I moved into this new flat around January 2018. My landlord was a sly grey-haired gentleman with greased back hair and a fine trendy suit. He drove a large BMW 4×4 black paint work with cream leather interior. He later let me know that his family moved to Russia after the fall of the Soviet Union to make money off the subsequent privatizations of the Soviet economy. The flat was freshly refurbished and clean on the inside with WiFi and a Netflix TV, luxuries I was far from in the months prior. It was a temporary 6-month lease spot for young professionals as he described it. I was living with a guy from Egypt and a guy from Bulgaria. Great bunch of lads to be fair.  

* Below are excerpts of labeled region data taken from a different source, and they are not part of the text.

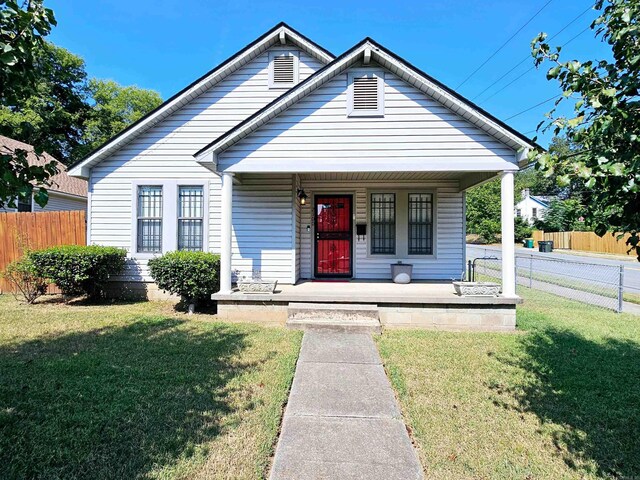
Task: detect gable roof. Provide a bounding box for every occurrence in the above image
[69,22,335,178]
[0,135,87,197]
[194,37,542,166]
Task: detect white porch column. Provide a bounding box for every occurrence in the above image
[220,172,233,293]
[500,172,516,297]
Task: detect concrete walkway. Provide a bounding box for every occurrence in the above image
[270,332,423,480]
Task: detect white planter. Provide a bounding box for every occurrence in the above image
[391,263,413,284]
[453,282,500,297]
[238,280,278,293]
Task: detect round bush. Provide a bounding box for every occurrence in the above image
[29,245,127,298]
[149,251,220,303]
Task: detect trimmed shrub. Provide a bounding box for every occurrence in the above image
[4,255,47,304]
[30,245,127,299]
[149,251,220,310]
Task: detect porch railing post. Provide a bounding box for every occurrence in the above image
[220,172,233,293]
[500,171,516,297]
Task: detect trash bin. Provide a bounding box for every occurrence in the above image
[538,240,553,253]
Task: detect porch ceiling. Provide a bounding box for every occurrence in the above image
[299,172,480,181]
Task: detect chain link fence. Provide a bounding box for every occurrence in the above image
[467,255,624,312]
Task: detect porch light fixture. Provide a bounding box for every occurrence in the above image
[298,188,309,205]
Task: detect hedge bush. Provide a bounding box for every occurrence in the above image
[149,251,220,310]
[3,254,47,304]
[30,245,127,299]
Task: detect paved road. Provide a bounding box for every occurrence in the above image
[467,245,640,294]
[467,245,640,315]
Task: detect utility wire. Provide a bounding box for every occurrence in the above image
[504,95,562,122]
[482,26,591,103]
[456,0,553,90]
[471,6,592,100]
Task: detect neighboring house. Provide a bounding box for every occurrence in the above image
[70,24,536,330]
[0,135,87,212]
[515,188,549,225]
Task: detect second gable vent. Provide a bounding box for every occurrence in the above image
[273,55,295,84]
[353,77,378,110]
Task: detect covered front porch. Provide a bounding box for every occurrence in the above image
[213,280,521,331]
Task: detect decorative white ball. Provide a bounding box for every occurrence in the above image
[393,273,411,284]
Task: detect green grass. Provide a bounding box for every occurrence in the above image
[378,288,640,479]
[0,295,301,479]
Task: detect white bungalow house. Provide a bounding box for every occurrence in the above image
[70,23,536,329]
[516,188,549,225]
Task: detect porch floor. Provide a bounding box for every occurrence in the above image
[212,280,522,305]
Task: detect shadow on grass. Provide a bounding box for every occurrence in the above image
[0,317,256,479]
[502,328,640,479]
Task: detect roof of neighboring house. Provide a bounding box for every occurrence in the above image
[0,135,87,197]
[194,37,542,165]
[516,195,552,208]
[69,22,335,177]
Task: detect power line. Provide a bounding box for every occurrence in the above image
[482,27,591,103]
[456,0,553,90]
[471,6,592,100]
[504,95,562,122]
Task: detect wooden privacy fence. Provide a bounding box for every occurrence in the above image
[532,230,629,255]
[0,211,87,293]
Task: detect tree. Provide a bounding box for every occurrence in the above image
[530,0,640,260]
[467,175,526,243]
[76,79,162,158]
[535,199,587,232]
[0,43,91,163]
[0,0,57,208]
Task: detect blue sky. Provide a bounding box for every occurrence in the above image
[45,0,609,145]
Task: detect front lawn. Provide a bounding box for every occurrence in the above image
[378,288,640,479]
[0,295,301,479]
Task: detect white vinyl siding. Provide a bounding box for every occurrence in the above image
[219,65,515,172]
[89,45,323,281]
[33,192,87,212]
[231,175,295,283]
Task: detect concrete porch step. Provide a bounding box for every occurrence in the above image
[287,302,382,334]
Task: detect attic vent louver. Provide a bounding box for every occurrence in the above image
[273,55,293,83]
[353,77,378,111]
[269,52,298,88]
[347,72,384,117]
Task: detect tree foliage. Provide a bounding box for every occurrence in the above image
[535,198,589,232]
[74,79,162,159]
[0,0,57,208]
[530,0,640,260]
[0,43,91,160]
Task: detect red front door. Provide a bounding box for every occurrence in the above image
[315,195,353,277]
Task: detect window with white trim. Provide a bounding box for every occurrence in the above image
[408,193,433,255]
[178,185,204,251]
[371,193,396,255]
[347,72,384,117]
[18,196,32,212]
[269,52,299,88]
[136,185,162,253]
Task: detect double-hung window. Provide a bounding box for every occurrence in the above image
[408,193,433,255]
[371,193,396,255]
[136,185,162,253]
[178,185,204,251]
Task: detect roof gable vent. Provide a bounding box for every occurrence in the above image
[269,52,298,88]
[348,73,384,117]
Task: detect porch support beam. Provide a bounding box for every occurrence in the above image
[220,172,234,293]
[500,171,516,297]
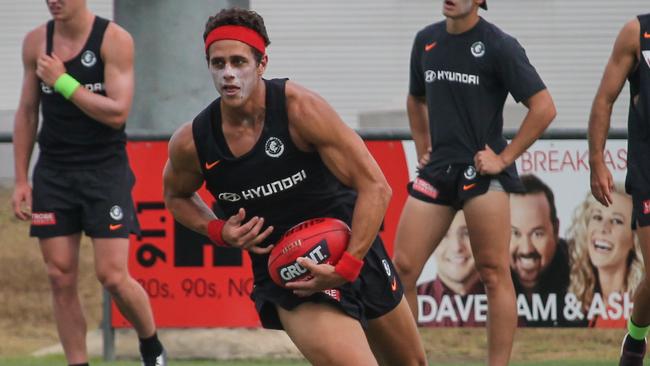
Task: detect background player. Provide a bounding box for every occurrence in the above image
[589,14,650,365]
[13,0,165,366]
[394,0,555,365]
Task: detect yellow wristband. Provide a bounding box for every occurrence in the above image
[54,73,81,99]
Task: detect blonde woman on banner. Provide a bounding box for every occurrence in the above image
[565,183,643,328]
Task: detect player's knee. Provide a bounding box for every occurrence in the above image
[47,266,77,292]
[97,271,126,295]
[393,255,420,288]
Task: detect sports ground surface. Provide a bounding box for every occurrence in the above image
[0,186,624,366]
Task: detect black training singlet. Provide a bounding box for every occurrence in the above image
[626,14,650,193]
[38,16,126,168]
[192,79,356,282]
[409,18,545,171]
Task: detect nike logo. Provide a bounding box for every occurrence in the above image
[205,160,221,170]
[463,183,476,191]
[390,277,397,292]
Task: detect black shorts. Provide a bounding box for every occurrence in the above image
[251,237,404,329]
[407,164,524,210]
[30,162,140,238]
[625,166,650,230]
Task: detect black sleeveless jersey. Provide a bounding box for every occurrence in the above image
[192,79,356,281]
[409,18,546,171]
[38,16,126,168]
[627,14,650,190]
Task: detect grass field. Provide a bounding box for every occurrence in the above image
[0,356,613,366]
[0,185,624,366]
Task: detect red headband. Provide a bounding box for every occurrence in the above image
[205,25,266,54]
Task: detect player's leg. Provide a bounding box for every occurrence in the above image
[366,297,427,366]
[393,196,456,321]
[463,190,517,365]
[277,302,377,366]
[93,238,164,365]
[620,226,650,366]
[39,234,88,365]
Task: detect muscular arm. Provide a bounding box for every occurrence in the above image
[163,123,216,235]
[12,27,44,220]
[36,23,134,129]
[70,23,134,129]
[406,94,431,158]
[13,30,40,184]
[500,89,557,166]
[589,18,641,206]
[287,82,391,259]
[163,123,273,254]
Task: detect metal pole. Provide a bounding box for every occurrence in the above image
[102,289,115,361]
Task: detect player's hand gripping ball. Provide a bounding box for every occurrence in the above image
[268,217,350,287]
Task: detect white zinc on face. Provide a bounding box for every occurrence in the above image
[209,40,266,105]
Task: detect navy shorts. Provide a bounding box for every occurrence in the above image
[625,176,650,230]
[251,237,404,329]
[407,164,524,210]
[30,162,140,238]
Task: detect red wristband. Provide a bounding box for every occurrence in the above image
[334,252,363,282]
[208,219,230,247]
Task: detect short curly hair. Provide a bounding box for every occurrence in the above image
[203,8,271,63]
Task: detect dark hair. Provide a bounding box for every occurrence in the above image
[520,174,559,229]
[203,8,271,63]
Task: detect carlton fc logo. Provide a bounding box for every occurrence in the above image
[470,41,485,57]
[264,137,284,158]
[81,50,97,67]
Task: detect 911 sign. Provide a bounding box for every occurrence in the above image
[111,141,260,328]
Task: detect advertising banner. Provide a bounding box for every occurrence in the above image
[112,140,642,328]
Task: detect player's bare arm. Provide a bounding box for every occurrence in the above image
[286,82,391,295]
[37,23,134,129]
[474,89,557,175]
[589,18,640,206]
[406,94,431,166]
[12,26,45,220]
[163,123,273,254]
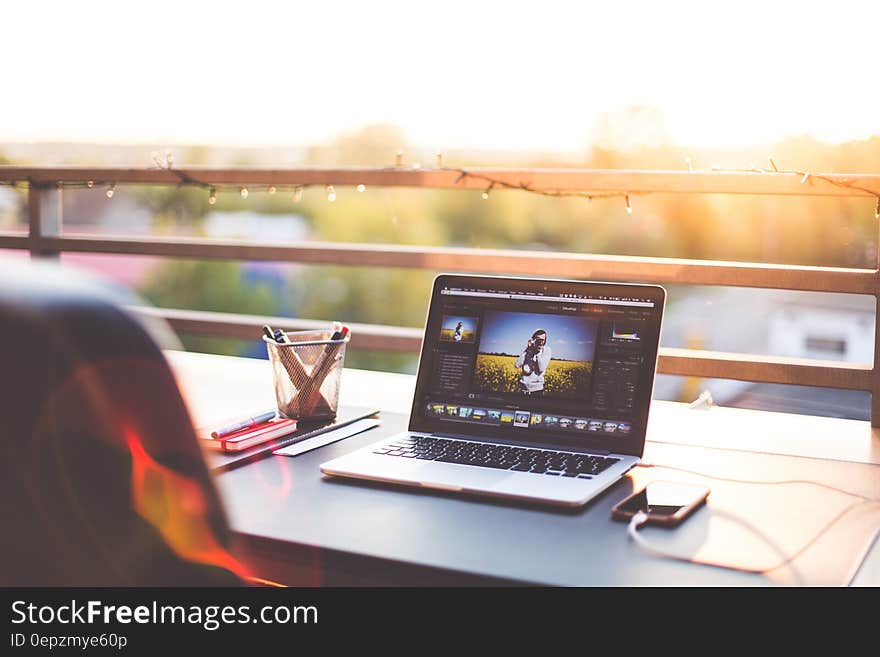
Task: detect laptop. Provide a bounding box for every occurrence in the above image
[321,274,666,507]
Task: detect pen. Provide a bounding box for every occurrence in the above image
[211,410,276,438]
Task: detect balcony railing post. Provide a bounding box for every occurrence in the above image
[871,280,880,427]
[27,183,63,260]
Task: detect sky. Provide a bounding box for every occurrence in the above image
[478,311,597,361]
[0,0,880,152]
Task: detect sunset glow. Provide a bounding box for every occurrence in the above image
[0,0,880,152]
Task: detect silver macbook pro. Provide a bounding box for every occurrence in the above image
[321,274,666,506]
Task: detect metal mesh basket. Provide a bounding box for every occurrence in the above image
[263,331,348,419]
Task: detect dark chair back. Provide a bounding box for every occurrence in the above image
[0,263,244,586]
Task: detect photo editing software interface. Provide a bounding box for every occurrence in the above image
[418,286,662,439]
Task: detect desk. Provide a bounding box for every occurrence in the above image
[168,352,880,586]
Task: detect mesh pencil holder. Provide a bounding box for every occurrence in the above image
[263,331,348,419]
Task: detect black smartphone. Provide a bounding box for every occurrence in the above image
[611,481,709,527]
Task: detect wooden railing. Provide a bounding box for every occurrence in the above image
[0,166,880,426]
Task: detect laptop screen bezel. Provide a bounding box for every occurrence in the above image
[409,274,666,456]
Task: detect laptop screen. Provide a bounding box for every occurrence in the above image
[410,275,665,454]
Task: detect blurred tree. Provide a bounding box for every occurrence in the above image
[139,260,278,355]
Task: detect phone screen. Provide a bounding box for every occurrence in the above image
[617,481,709,517]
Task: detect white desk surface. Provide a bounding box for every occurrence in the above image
[166,351,880,586]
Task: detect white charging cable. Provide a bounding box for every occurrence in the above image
[627,463,880,583]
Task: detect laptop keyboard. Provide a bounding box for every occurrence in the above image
[373,436,620,479]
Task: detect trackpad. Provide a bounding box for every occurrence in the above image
[418,464,510,490]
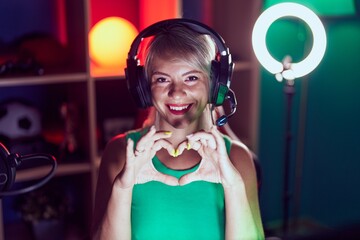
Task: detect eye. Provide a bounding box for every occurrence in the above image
[186,76,199,82]
[152,77,168,83]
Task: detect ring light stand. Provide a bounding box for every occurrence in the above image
[252,3,326,235]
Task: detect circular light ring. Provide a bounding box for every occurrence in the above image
[252,3,326,78]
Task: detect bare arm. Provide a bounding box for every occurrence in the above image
[224,142,264,239]
[94,127,178,239]
[93,135,126,239]
[179,127,264,240]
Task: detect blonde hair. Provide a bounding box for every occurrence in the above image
[144,24,217,79]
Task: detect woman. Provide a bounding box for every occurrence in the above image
[94,20,264,240]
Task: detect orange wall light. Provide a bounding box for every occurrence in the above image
[89,17,138,71]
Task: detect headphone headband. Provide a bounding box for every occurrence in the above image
[125,18,233,108]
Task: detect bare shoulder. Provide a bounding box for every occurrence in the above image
[100,134,126,178]
[230,140,256,188]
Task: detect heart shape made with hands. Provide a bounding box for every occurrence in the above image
[128,128,229,185]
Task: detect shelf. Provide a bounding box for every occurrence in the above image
[0,73,87,87]
[16,163,91,182]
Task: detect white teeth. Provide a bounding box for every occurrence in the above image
[170,105,189,111]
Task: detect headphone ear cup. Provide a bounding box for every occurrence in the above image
[125,59,152,108]
[136,66,152,108]
[210,60,229,106]
[0,143,16,192]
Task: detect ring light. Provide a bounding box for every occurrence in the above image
[252,3,326,79]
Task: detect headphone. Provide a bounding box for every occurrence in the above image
[0,142,57,199]
[125,18,237,126]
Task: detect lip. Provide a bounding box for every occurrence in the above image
[167,104,192,115]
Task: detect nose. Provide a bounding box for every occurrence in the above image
[168,82,186,99]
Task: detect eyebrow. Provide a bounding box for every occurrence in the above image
[151,70,203,77]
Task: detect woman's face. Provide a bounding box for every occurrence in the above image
[150,58,210,128]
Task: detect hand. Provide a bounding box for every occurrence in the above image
[178,126,242,187]
[119,126,179,188]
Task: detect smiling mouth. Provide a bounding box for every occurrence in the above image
[168,104,192,115]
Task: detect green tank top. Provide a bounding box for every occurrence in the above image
[127,129,231,240]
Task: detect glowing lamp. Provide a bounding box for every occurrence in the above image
[89,17,138,69]
[252,2,326,79]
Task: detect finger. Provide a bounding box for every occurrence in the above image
[126,138,134,157]
[152,139,175,156]
[210,126,227,155]
[137,126,172,150]
[177,140,191,155]
[187,132,216,149]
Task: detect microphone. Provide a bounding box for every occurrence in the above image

While living there I lost my job with Apple and took up a position with JUUL, the vape pen company. The job here was pretty much the same as the one with Apple except it was responding to emails instead of phone calls. I fell out of favour by May. I arrived at work to swipe my card at the security gate to find it wouldn’t work, I was brought to HR thinking “must be a faulty card” to then be informed that I had been fired on the spot and informed that I could not get another job with the company because of the previous firing. My lease ran out and I had cleaned the flat thoroughly. The Landlord went through it with a fine-tooth comb and reluctantly agreed to give me my deposit back which took me a further 3 weeks to wrestle out of him.  

I moved back in with my Romanian friend and his girlfriend while I tried to get back on my feet, free from the constraints of the 60-70-hour zero contract job I began to explore Athens. My friend lived 10 minutes away from Exarcheia, a neighbourhood of Athens that was taken over by local anarchists and turned into a haven for Refugees until in 2019 when the Police brutally cleared the place out. This is when I began to witness the true extent of human suffering caused by the EU’s crushing austerity. Men and women with crippled limbs prostrated out with open palms begging for money. Desperate men selling pens and stationery on the train in a bid to make ends meet in a country without work. Pampered British expats corralled in Syntagma square while people counted coins to buy loaves of bread a couple of streets away.